The census that was published in February 2018 revealed how Britain’s small venues are struggling due to increased business rates and property development. A third of such venues were prone to issues with property development and complaints about noise pollution – which often arise when tenants move into new buildings next to established music venues. As a result of smaller venues getting banned, talent headhunters are finding it difficult to search for future festival headliners, which is impeding Britain’s cultural reputation around the world.
In an extremely competitive environment, bands and musical acts must be provided a platform to not only showcase their musical abilities but also to provide a soundscape into which the audience can escape into. Every large band started small, performing in smaller venues before moving on to fill stadiums. The audience also appreciates this fact and provides constructive criticism that helps the band to evolve beyond their current capacity. Overall, performing in smaller venues is crucial to the burgeoning artist to not only grow musically and network but also get a paycheck to support their striving endeavor.
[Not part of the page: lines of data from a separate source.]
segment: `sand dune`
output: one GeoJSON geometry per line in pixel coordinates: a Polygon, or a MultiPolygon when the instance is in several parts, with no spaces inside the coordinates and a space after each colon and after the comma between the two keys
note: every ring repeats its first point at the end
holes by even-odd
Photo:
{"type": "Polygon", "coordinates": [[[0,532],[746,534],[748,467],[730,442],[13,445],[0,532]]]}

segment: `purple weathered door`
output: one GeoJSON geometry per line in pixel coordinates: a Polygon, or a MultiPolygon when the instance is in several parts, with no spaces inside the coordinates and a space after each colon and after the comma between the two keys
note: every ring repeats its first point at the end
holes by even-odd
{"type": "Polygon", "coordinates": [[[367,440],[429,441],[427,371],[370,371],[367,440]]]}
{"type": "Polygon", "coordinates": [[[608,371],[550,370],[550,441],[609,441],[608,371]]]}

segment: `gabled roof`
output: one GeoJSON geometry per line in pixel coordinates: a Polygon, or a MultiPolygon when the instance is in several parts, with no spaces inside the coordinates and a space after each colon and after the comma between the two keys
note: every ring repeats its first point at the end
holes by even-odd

Instead, large venues in Britain are thriving and provides a platform for established acts to perform in front of their audience. These venues are usually overpriced and cannot be afforded by regular live music listeners. “It’s important to get ahead of the issue”, said Ben Lovett of the band Mumford & Sons. Being the founder of the London venue Omeara, he said, “It might not seem to prevalent now but when we strip out the roots of our culture, it’s 10 years, 20 years from now that we’ll feel the downside of that.”
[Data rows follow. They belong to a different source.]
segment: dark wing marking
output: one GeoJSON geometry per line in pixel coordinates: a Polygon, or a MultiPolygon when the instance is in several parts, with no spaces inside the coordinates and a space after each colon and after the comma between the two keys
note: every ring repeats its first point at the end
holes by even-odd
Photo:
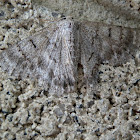
{"type": "Polygon", "coordinates": [[[76,85],[73,22],[62,20],[0,54],[10,75],[37,80],[50,93],[72,92],[76,85]]]}

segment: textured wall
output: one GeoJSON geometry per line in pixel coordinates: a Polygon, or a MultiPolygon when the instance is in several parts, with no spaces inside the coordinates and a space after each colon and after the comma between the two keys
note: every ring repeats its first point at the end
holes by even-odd
{"type": "MultiPolygon", "coordinates": [[[[136,51],[133,57],[125,57],[127,59],[119,66],[113,65],[114,60],[111,59],[110,63],[100,64],[100,61],[94,61],[96,51],[94,54],[91,52],[90,60],[96,62],[98,67],[98,76],[94,77],[97,78],[96,87],[87,88],[82,82],[86,71],[83,71],[84,67],[79,64],[78,79],[81,82],[78,83],[78,91],[61,97],[51,96],[35,82],[29,79],[18,80],[0,69],[0,139],[138,140],[140,49],[138,46],[137,50],[133,49],[130,53],[127,49],[139,41],[135,34],[139,34],[139,7],[136,0],[33,0],[32,3],[30,0],[0,0],[0,52],[49,27],[50,23],[56,23],[62,16],[72,16],[74,20],[82,23],[89,20],[111,24],[100,26],[111,28],[101,30],[105,36],[108,35],[106,31],[113,33],[109,33],[108,42],[112,40],[109,37],[121,41],[130,37],[130,40],[126,39],[125,42],[128,47],[125,44],[124,50],[118,52],[126,55],[136,51]],[[112,25],[121,27],[112,28],[112,25]],[[125,36],[118,36],[118,30],[113,32],[113,29],[124,32],[124,26],[129,27],[127,31],[132,34],[128,36],[125,32],[125,36]]],[[[89,23],[85,22],[81,30],[86,30],[94,24],[102,25],[94,23],[90,26],[89,23]]],[[[83,39],[88,38],[85,42],[89,41],[90,51],[93,49],[90,39],[94,36],[94,30],[86,31],[86,34],[81,36],[83,39]]],[[[98,41],[100,32],[96,32],[98,35],[95,41],[98,41]]],[[[103,42],[104,38],[100,36],[100,40],[103,42]]],[[[83,41],[81,46],[84,46],[85,42],[83,41]]],[[[100,46],[100,49],[104,47],[100,46]]],[[[99,52],[100,50],[97,54],[99,52]]],[[[86,58],[89,60],[88,55],[86,58]]],[[[118,60],[122,58],[120,55],[118,60]]],[[[85,65],[85,62],[82,61],[82,64],[85,65]]]]}

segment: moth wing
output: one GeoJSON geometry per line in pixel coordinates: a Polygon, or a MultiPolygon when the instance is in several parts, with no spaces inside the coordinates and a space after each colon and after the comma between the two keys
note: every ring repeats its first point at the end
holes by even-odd
{"type": "Polygon", "coordinates": [[[75,90],[76,61],[71,21],[59,21],[0,54],[10,75],[38,81],[51,93],[75,90]]]}

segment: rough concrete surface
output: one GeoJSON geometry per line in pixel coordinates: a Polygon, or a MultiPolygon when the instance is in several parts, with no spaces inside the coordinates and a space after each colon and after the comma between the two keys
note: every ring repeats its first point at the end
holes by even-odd
{"type": "MultiPolygon", "coordinates": [[[[139,28],[140,2],[0,0],[0,52],[63,16],[139,28]]],[[[96,90],[55,97],[0,70],[0,139],[139,140],[140,50],[121,66],[101,64],[98,74],[96,90]]]]}

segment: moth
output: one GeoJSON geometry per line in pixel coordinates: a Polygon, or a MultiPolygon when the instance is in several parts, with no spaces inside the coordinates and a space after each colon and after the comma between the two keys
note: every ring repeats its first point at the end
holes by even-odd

Jeff Horton, the founder of 100 Club, has also expressed deep concern over the trend. “One of the things I came across in the report is that in 2014, something like 70 percent of headline acts at British festivals had played the 100 Club at some point in their careers,” he said. He added, “I think there’s an impact here on everybody. It’s going to be very difficult if the current closures continue, to say who will be a headliner at the next Glastonbury, if there’s nowhere for these bands to play.”
Small music venues are like “primary or secondary education, for a new musician’s career”. Horton went on to add, “You can’t just skip those steps, for the majority of artists in this country, it’s off our own backs and we do it because we love it. With the closure of so many small music venues, it becomes more difficult.”